Mar 31, 2006 13:48
So I'm sitting here all alone at home between doctor appointments and (sort of) watching Harry Potter...and I've been thinking. Besides the fact that my teeth now hurt, thanks to a brutal "cleaning", and that I don't want to go to the eye doctor later, nothing seems to be wrong. The overwhelming stress I've been feeling with school seems to be subsiding. I've been having better and better days. I'm starting to feel generally happy again. And generally happy is fine with me.
I haven't felt this way in a long, long time. I can't exactly say where my general unhappiness stemmed from, nor am I going to blame it on anything, but I can see that it is fading away. The things that are stressing me out these days are school, getting enough sleep, whether or not to bother with eyeliner, if someone good is on Conan tonight, whether Lost is new this week or not, when something exciting is going to happen, when am I going to be kissed again, you get the idea...These are all superficial concerns and a refreshing change from the looming dark cloud that has been following me around for well over a year. I like having little dilemmas rather than huge, undefinable bad moods.
I was majorly stressed out all last week...I almost dropped my devil class because I couldn't write a 10 page paper...I couldn't think. Well I stayed up all night and did it, and got an A. I also got a 111% on my African-Amer. Lit midterm. My TA told me I should consider pursuing a PhD in English and a professional writing career. Then yesterday I found out that not only did the scholarship I was applying for get renewed, but that I'm getting another one too. Tonight I'm going to have fun. I hope my Sunday plans work out, because I'm really looking forward to them. Everything seems to be coming together and it's really exciting.

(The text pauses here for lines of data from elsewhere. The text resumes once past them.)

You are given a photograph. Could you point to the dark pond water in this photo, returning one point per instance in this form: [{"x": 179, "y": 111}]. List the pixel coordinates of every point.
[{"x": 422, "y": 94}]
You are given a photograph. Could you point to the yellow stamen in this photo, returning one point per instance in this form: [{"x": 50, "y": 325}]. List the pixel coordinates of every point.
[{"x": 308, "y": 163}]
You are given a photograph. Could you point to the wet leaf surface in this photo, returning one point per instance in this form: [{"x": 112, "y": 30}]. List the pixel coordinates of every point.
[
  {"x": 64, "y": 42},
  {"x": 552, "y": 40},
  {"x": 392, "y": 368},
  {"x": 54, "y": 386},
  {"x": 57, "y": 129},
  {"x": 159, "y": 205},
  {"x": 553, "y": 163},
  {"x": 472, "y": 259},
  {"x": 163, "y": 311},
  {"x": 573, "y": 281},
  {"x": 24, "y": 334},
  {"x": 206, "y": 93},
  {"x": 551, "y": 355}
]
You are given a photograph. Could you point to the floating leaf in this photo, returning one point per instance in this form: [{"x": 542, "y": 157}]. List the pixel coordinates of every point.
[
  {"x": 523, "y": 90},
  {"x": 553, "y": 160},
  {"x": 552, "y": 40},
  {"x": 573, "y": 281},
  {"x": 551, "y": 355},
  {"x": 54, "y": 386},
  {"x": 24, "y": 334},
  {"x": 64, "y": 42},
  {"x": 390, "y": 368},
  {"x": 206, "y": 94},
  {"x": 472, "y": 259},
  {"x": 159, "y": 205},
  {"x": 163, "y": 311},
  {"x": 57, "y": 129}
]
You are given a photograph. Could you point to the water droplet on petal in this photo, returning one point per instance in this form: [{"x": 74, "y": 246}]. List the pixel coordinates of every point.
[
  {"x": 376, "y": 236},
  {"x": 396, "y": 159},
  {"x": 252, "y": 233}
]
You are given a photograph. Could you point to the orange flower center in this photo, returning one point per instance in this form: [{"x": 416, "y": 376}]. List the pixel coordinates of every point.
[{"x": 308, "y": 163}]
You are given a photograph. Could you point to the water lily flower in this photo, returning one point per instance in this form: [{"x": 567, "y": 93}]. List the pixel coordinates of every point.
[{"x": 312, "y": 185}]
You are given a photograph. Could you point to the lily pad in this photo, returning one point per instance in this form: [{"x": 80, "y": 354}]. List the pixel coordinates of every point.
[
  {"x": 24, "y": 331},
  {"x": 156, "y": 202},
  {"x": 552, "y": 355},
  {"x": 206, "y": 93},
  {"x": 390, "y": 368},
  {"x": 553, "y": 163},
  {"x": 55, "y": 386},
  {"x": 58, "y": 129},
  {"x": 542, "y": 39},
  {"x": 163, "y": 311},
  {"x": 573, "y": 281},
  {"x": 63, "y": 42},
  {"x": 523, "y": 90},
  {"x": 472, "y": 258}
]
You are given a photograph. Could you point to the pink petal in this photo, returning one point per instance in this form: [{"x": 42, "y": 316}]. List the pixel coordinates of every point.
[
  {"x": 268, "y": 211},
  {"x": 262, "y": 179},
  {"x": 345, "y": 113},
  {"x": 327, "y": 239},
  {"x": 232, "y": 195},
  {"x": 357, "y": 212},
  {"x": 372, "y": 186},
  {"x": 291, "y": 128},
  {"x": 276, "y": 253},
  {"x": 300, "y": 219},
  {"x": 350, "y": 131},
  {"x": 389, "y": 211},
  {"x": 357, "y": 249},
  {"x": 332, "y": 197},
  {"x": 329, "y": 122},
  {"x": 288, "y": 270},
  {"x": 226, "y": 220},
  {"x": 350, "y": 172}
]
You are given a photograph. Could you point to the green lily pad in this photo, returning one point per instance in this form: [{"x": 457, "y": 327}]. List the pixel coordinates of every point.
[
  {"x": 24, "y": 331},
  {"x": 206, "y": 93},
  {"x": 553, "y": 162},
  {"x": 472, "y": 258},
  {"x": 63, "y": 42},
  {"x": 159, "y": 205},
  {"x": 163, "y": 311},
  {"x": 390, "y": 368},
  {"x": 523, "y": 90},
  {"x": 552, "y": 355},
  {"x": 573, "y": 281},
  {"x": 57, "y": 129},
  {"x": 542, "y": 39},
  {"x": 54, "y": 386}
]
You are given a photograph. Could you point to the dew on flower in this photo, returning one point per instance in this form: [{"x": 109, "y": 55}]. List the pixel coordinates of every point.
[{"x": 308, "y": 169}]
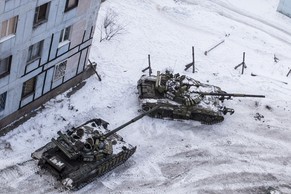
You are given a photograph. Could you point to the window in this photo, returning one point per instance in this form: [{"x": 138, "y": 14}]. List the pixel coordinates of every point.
[
  {"x": 34, "y": 51},
  {"x": 5, "y": 66},
  {"x": 28, "y": 87},
  {"x": 60, "y": 70},
  {"x": 41, "y": 14},
  {"x": 71, "y": 4},
  {"x": 3, "y": 101},
  {"x": 9, "y": 27},
  {"x": 65, "y": 34}
]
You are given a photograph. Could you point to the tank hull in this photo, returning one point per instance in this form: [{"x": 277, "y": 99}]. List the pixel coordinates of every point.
[
  {"x": 208, "y": 110},
  {"x": 76, "y": 173}
]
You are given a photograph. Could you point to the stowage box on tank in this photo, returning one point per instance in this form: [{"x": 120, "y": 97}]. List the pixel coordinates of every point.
[{"x": 181, "y": 97}]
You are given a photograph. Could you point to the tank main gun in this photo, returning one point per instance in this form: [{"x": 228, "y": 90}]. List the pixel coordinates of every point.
[
  {"x": 129, "y": 122},
  {"x": 72, "y": 146},
  {"x": 228, "y": 95}
]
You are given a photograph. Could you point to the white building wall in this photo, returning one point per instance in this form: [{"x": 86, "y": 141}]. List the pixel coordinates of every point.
[
  {"x": 285, "y": 7},
  {"x": 82, "y": 19}
]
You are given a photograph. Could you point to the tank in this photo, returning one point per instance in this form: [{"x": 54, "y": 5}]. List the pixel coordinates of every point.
[
  {"x": 182, "y": 97},
  {"x": 80, "y": 155}
]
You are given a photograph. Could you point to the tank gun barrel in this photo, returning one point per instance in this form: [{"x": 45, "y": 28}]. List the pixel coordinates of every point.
[
  {"x": 230, "y": 95},
  {"x": 131, "y": 121}
]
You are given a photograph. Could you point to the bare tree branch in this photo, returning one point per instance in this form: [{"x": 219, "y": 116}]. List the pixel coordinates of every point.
[{"x": 110, "y": 27}]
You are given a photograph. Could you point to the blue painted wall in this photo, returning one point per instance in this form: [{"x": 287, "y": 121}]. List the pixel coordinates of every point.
[{"x": 82, "y": 19}]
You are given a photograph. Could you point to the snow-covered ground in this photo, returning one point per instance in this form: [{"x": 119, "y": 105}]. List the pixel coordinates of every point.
[{"x": 240, "y": 155}]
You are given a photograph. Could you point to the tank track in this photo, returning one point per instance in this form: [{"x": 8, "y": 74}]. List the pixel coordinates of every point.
[{"x": 106, "y": 165}]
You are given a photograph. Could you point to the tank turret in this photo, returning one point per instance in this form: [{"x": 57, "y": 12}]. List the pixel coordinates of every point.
[
  {"x": 182, "y": 97},
  {"x": 79, "y": 155}
]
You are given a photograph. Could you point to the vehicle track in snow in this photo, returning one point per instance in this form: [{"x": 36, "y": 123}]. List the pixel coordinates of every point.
[{"x": 24, "y": 177}]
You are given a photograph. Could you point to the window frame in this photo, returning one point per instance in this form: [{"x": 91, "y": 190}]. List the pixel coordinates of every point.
[
  {"x": 72, "y": 7},
  {"x": 62, "y": 39},
  {"x": 31, "y": 58},
  {"x": 8, "y": 25},
  {"x": 4, "y": 74},
  {"x": 23, "y": 94},
  {"x": 2, "y": 107},
  {"x": 63, "y": 73},
  {"x": 37, "y": 21}
]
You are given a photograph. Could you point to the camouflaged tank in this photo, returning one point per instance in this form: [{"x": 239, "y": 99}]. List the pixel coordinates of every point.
[
  {"x": 182, "y": 97},
  {"x": 81, "y": 154}
]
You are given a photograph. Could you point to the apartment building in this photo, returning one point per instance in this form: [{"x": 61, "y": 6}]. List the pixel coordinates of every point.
[
  {"x": 44, "y": 49},
  {"x": 285, "y": 7}
]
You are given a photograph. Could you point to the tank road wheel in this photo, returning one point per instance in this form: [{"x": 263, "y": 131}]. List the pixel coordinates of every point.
[{"x": 145, "y": 108}]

Tonight I'm going to hang out with my amanda, and we are going to see some documentary called "Fuck." HahahahHAHhahahha. wtf. I hope its good, b/c I'm paying almost $10 for a damn ticket. I've never actually seen anything during the Florida Film Festival, so we'll see...I'm also hoping for some coffee. And possibly good food.
If anyone has any ideas for a roadtrip this summer, let me know. I really want to go somewhere, and I don't mind going by myself. Just some destination suggestions, you know? I was really sad about not going anywhere last summer, and I just want to do something exciting.